It was a livelier luncheon than you might expect.
In a forum before hundreds of business leaders Monday, Albuquerque’s three mayoral candidates clashed over the merits of requiring union membership to get city contracts and whether the Police Department is “out of control.”
Mayor Richard Berry pitched himself as a pragmatic leader who had steered the city through tough economic times. His rivals – Pete Dinelli and Paul Heh – repeatedly slammed his leadership and offered themselves as welcome alternatives.
Heh was particularly aggressive. Toward the end of the forum, he at one point shouted at the audience and called one of Berry’s answers “bullshit.”
Election Day is Oct. 8. If no one gets 50 percent of the vote, a runoff with the top two candidates will be held in November.
The forum was sponsored by NAIOP, the local commercial real-estate development association, and the crowd was mostly friendly to Berry.
One audience member took the microphone to ask the candidates a question, only to declare that, although he usually contributes financially to Berry’s campaigns, he won’t have to this time, presumably because the challengers are so weak.
Other audience members had real questions. Roxanne Rivera-Wiest, president of Associated Builders and Contractors of New Mexico, asked the candidates whether they support or oppose “mandated project labor agreements” on city construction projects.
Dinelli was the only candidate in favor of them. He said the business community shouldn’t be afraid of the agreements, or of working with unions in general.
Berry said he “absolutely opposed” agreements requiring union membership among crews working on construction projects. He used to work in the construction industry.
Forcing “unionism on people to be able to work in this town is insane,” Berry said.
But Dinelli said project labor agreements would “make sure that we get a project that’s built at a fair wage and also assure quality … . It hasn’t hurt the city of Santa Fe. I don’t think it’s going to hurt the city of Albuquerque.”
Dinelli didn’t mention that Santa Fe repealed its project labor agreement ordinance before having completed any projects under it.
Heh drew snickers from the audience when he said project labor agreements conflict with state regulations because “this is a right-to-work state.”

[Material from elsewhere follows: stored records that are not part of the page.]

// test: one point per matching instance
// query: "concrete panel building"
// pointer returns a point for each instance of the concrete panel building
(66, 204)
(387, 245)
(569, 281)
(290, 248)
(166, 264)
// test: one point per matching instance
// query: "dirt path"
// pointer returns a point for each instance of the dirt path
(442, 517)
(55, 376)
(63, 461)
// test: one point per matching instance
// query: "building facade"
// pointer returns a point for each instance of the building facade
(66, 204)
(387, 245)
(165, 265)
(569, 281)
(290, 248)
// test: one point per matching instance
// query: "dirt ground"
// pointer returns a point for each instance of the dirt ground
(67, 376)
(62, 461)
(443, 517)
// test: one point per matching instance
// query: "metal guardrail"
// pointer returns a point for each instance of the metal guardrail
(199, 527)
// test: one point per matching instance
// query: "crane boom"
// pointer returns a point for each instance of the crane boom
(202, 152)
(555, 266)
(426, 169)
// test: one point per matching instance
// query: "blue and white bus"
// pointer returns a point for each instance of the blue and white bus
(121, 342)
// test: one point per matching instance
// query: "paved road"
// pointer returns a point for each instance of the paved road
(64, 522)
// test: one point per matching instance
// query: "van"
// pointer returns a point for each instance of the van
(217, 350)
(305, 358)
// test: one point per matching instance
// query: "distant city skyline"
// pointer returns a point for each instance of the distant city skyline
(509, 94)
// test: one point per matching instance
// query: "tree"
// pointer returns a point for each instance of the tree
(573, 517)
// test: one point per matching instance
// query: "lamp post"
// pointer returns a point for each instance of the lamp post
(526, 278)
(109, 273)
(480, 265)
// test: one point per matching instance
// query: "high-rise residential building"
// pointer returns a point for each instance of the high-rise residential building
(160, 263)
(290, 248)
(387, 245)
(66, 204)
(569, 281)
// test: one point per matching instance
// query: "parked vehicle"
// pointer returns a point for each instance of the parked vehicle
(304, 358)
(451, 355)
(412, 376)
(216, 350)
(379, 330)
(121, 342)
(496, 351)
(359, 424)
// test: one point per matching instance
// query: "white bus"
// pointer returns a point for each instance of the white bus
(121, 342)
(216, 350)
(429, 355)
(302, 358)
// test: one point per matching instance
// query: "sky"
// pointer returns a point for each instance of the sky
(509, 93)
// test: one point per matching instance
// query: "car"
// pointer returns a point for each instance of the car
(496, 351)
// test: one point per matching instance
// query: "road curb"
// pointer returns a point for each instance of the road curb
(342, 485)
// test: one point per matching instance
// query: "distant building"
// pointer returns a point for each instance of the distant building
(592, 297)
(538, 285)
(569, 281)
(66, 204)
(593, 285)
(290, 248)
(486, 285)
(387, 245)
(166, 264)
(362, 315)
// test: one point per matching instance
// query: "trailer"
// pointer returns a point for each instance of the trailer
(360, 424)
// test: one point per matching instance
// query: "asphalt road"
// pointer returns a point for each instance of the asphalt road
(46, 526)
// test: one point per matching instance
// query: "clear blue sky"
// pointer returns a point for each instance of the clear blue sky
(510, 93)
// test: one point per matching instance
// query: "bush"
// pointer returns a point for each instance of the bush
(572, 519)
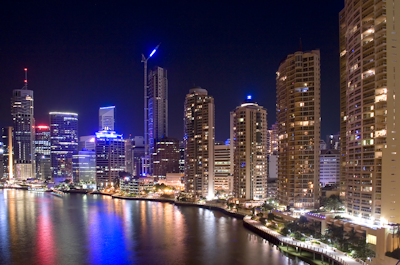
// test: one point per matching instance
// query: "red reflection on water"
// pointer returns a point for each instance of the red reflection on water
(45, 239)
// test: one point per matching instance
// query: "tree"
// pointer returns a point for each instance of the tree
(271, 217)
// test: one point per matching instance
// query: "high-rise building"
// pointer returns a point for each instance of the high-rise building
(106, 118)
(64, 143)
(272, 139)
(369, 57)
(84, 166)
(87, 142)
(23, 122)
(333, 141)
(110, 158)
(42, 152)
(158, 110)
(249, 145)
(298, 118)
(222, 166)
(8, 152)
(165, 157)
(329, 167)
(199, 127)
(181, 157)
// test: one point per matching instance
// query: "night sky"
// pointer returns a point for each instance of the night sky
(82, 55)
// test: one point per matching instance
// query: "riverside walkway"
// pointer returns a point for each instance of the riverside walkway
(336, 255)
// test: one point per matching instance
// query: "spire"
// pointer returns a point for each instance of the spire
(26, 79)
(300, 46)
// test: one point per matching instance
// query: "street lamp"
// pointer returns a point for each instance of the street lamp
(146, 110)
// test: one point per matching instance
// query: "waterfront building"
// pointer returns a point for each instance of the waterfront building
(199, 128)
(272, 139)
(333, 141)
(64, 143)
(84, 166)
(138, 155)
(165, 157)
(272, 188)
(222, 166)
(181, 157)
(329, 167)
(369, 57)
(23, 123)
(42, 152)
(106, 118)
(129, 156)
(110, 158)
(8, 153)
(299, 123)
(87, 142)
(273, 165)
(136, 185)
(249, 145)
(157, 124)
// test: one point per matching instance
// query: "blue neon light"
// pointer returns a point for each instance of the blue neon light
(153, 52)
(110, 107)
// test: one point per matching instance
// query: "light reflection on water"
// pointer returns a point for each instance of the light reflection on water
(39, 228)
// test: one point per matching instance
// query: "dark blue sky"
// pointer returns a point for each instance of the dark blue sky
(85, 54)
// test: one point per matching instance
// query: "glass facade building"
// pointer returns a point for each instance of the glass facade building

New Mexico is not such a state. Right-to-work laws typically prohibit the requirement of union membership as a condition of employment.
Heh said he believes the agreements increase cost but help get projects “done faster and better,” although he said he wouldn’t support them because they conflict with state law.
On public safety, Dinelli said Albuquerque has a reputation as a violent city, which is a barrier to business recruitment.
“We have a police department that’s totally out of control,” he said.
Heh noted that the U.S. Department of Justice is investigating whether APD has a pattern of violating people’s civil rights, specifically through the use of force.
Berry defended the police department. The city, he said, has enjoyed its three lowest annual crime rates in 20 years during his tenure.
“I will stand up today and say, `I am proud of my Police Department and the men and women who serve,'” Berry said.
That triggered an angry response from Heh.
“Folks, my head’s ready to about explode,” he said. “Seriously, I was a cop for 25 years and the mayor wants to say that the crime rate is going down? Ask a cop that works the streets!”
Heh added: “I have to call bullshit, mayor. I don’t know any other way to say it.”
The crime rate did inch upward in 2012, though it’s still lower than when Berry took office in late 2009.
The candidates covered familiar ground during much of the hourlong forum, held in a ballroom at the Albuquerque Marriott on Louisiana NE.
Dinelli, a Democrat, often referred to Berry as the “Republican” mayor. He pointed to his own experience as a prosecutor, deputy city attorney and city chief public safety officer as evidence that he knows how to make government work and solve problems.
Dinelli also repeatedly referred to his own economic plan, which he said would involve a $1.5 billion investment in projects, creating jobs without raising taxes. He didn’t go into details during the forum.
He also pointed out that he was using public financing so he would not be beholden to anyone.
“I haven’t solicited any contributions from contractors in this room,” Dinelli said.
Heh, a Republican and retired police sergeant, said he didn’t have the backing of a political party because he isn’t a politician, unlike the other candidates. As for financing, he said he was running a grass-roots campaign that wouldn’t rely on donations from people who could barely afford it.
He would bring real change to City Hall, he said.
Berry, also a Republican, said he was honored to serve as mayor and that the city has a bright future.
“I don’t think I want to live in these gentlemen’s world – where everything is broken, where everything’s on a downward spiral, a cloud for every silver lining,” he said.